Since the Helsinki summit in December 1999, when Turkey was granted candidate status, two different Austrian chancellors, two heads of state and three foreign ministers have supported EU decisions on Turkey (Helsinki 1999, Copenhagen 2002, Brussels 2004, Luxemburg 2005). In 2002, chancellor Schussel stated before the Copenhagen summit that:
"the (European) Council should not overrule the Commission out of political reasons… One should stick to the existing procedure, with the Commission regularly presenting progress reports and allowing for judgment whether the political criteria were fulfilled according to objective status reports… The principal question whether Turkey shall become an EU member was already decided upon, since that country had been granted candidate status."
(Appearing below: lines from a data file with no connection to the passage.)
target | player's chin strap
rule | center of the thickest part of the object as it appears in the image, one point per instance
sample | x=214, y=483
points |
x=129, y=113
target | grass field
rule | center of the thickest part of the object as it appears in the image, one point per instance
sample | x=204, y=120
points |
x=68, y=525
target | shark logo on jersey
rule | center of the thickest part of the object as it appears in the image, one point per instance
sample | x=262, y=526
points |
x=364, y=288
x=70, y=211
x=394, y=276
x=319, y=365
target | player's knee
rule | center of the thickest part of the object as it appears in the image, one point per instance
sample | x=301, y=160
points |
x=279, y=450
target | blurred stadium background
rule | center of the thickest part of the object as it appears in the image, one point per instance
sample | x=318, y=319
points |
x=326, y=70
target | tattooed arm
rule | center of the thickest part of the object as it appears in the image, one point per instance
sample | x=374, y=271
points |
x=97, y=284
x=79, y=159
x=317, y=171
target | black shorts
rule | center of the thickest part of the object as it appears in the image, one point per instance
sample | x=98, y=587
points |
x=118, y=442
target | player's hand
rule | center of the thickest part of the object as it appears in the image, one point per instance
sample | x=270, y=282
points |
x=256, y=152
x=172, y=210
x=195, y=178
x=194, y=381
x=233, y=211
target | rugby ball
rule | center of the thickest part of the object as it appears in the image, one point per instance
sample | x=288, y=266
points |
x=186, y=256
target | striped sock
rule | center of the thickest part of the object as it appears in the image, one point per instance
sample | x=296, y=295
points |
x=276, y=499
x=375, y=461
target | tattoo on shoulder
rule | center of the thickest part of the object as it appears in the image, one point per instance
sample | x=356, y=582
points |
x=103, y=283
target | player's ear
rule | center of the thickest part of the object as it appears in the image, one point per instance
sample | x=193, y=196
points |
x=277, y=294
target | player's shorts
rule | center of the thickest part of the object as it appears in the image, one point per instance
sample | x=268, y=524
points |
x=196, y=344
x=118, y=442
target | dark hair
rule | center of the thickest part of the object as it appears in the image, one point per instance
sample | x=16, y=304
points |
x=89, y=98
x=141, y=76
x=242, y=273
On 4 May 2004 Die Presse wrote that, in Austria, all the main parties were internally divided over Turkey. According to a Hürriyet article from 28 June 2004, even SPO leader Alfred Gusenbauer sent supportive signals to Austrian Turks:
"Gusenbauer says the SPO has always supported Turkish EU accession… While he still thinks the EU is not ready at this point, this would be no obstacle to start negotiations which would only lead to membership in ten years."
Until June 2005, the FPO's Jorg Haider also argued in favour of Turkish accession. For this he was attacked by his own party, who dismissed Haider's view as an "isolated voice."